Automated Chorus Detection

Overview

A hierarchical convolutional recurrent neural network designed for musical structure analysis, specifically optimized for detecting choruses in music recordings. The model was initially trained on 332 annotated songs from electronic music genres and achieved an F1 score of 0.864 (Precision: 0.831, Recall: 0.900) on unseen test data. For more details, scroll down to the Project Technical Summary section.

Quick Links

Quick Installation

# Clone repository
git clone https://github.com/dennisvdang/chorus-detection.git
cd chorus-detection

# Set up environment
conda env create -f environment.yml
conda activate chorus-detection
pip install -r requirements.txt

# With conda environment activated
# Run the web-app locally (recommended)
streamlit run web/app.py

# Or run the CLI
python cli/cli_app.py

Project Structure

chorus-detection/
│
├── core/                 # Core functionality
│   ├── audio_processor.py   # Audio processing and feature extraction
│   ├── model.py             # Model loading and prediction
│   ├── utils.py             # Utility functions
│   └── visualization.py     # Plotting and visualization
│
├── cli/                  # Command-line interface
│   └── cli_app.py           # CLI application
│
├── web/                  # Web interface
│   └── app.py               # Streamlit web application
│
├── models/               # Pre-trained models
├── input/                # Input audio files
├── output/               # Output files and visualizations
│
├── setup.py              # Package setup
├── requirements.txt      # Package requirements
├── Dockerfile            # Docker configuration
└── docker-compose.yml    # Docker Compose configuration

Project Technical Summary

Data

The dataset consists of 332 manually labeled songs, predominantly from electronic music genres. Data preparation involved:

Audio preprocessing: Formatting songs uniformly, processing at a consistent sampling rate, trimming silence, and extracting metadata using Spotify's API. Link to preprocessing notebook
Manual Chorus Labeling: Labeling the start and end timestamps of choruses following a set of guidelines. More details on the annotation process can be found in the Annotation Guide pdf.

Model Preprocessing

Features such as Root Mean Squared energy, key-invariant chromagrams, Melspectrograms, MFCCs, and tempograms were extracted. These features were decomposed using Non-negative Matrix Factorization using an optimal number of components derived in our exploratory analysis.
Songs were segmented into timesteps based on musical meters, with positional and grid encoding applied to every audio frame and meter, respectively. Songs and labels were uniformly padded and split into train/validation/test sets, processed into batch sizes of 32 using a custom generator.

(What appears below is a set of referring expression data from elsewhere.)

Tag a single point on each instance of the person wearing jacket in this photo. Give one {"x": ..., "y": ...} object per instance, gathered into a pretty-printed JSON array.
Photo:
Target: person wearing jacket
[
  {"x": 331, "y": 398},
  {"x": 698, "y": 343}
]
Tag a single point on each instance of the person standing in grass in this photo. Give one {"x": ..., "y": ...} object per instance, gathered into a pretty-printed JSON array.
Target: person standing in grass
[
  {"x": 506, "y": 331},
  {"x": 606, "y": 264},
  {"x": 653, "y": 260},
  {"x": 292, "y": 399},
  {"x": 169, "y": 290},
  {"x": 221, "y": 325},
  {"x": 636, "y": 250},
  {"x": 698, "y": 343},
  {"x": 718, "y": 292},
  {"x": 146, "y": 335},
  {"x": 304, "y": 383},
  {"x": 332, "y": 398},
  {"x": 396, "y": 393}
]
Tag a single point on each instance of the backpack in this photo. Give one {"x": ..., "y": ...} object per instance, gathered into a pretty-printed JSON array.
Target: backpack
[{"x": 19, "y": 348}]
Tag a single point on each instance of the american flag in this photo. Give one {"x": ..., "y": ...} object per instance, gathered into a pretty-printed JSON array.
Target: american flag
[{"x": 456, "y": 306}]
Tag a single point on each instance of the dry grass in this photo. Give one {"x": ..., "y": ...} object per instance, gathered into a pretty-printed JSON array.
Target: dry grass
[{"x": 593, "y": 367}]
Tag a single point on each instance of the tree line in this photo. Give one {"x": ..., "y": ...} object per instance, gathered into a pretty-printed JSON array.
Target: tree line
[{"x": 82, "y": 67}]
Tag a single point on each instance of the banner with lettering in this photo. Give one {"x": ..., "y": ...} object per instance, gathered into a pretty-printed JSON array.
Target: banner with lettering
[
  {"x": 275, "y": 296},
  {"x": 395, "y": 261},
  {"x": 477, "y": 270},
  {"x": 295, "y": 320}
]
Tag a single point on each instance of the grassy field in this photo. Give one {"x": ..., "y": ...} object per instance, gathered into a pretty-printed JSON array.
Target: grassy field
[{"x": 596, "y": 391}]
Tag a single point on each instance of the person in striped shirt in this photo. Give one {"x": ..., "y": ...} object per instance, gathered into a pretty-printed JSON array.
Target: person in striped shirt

Below are examples of audio feature visualizations of a song with 3 choruses (highlighted in green). The gridlines represent the musical meters, which are used to divide the song into segments; these segments then serve as the timesteps for the CRNN input.

Model Architecture

The model employs a two-tier architecture that respects the heirarchical structure of music (frames → meters → song)

Input Features:

The model receives as input a song's feature vector (NMF-activated features derived from RMS, mel spectrogram, chromagram, tempogram, and MFCCs). These are computed per frame and grouped by musical meter.

CNN Layers:

The CNN layers (3 Conv1D + MaxPooling1D layers) apply a series of learnable filters to the input features, sliding across the time (frame) dimension within each meter segment, and outputs a single feature vector (embedding) that summarizes the temporal information found within that meter. Note that there is no information shared between meters at this stage; each meter’s frames are processed in isolation.

LSTM Layer:

After the CNN layers, the sequence of meter embeddings that make up the input song is passed to a bidirectional LSTM, allowing the model to capture both past and future context across the song’s structure. The LSTM outputs a sequence of hidden states, one for each meter, which are then used for final classification.

Output Layer:

A TimeDistributed dense layer with a sigmoid activation is applied to the LSTM outputs, producing a probability for each meter indicating the likelihood that it corresponds to a chorus section. The model is trained using a custom binary cross-entropy loss that masks out padded values, allowing the model to learn from variable-length songs.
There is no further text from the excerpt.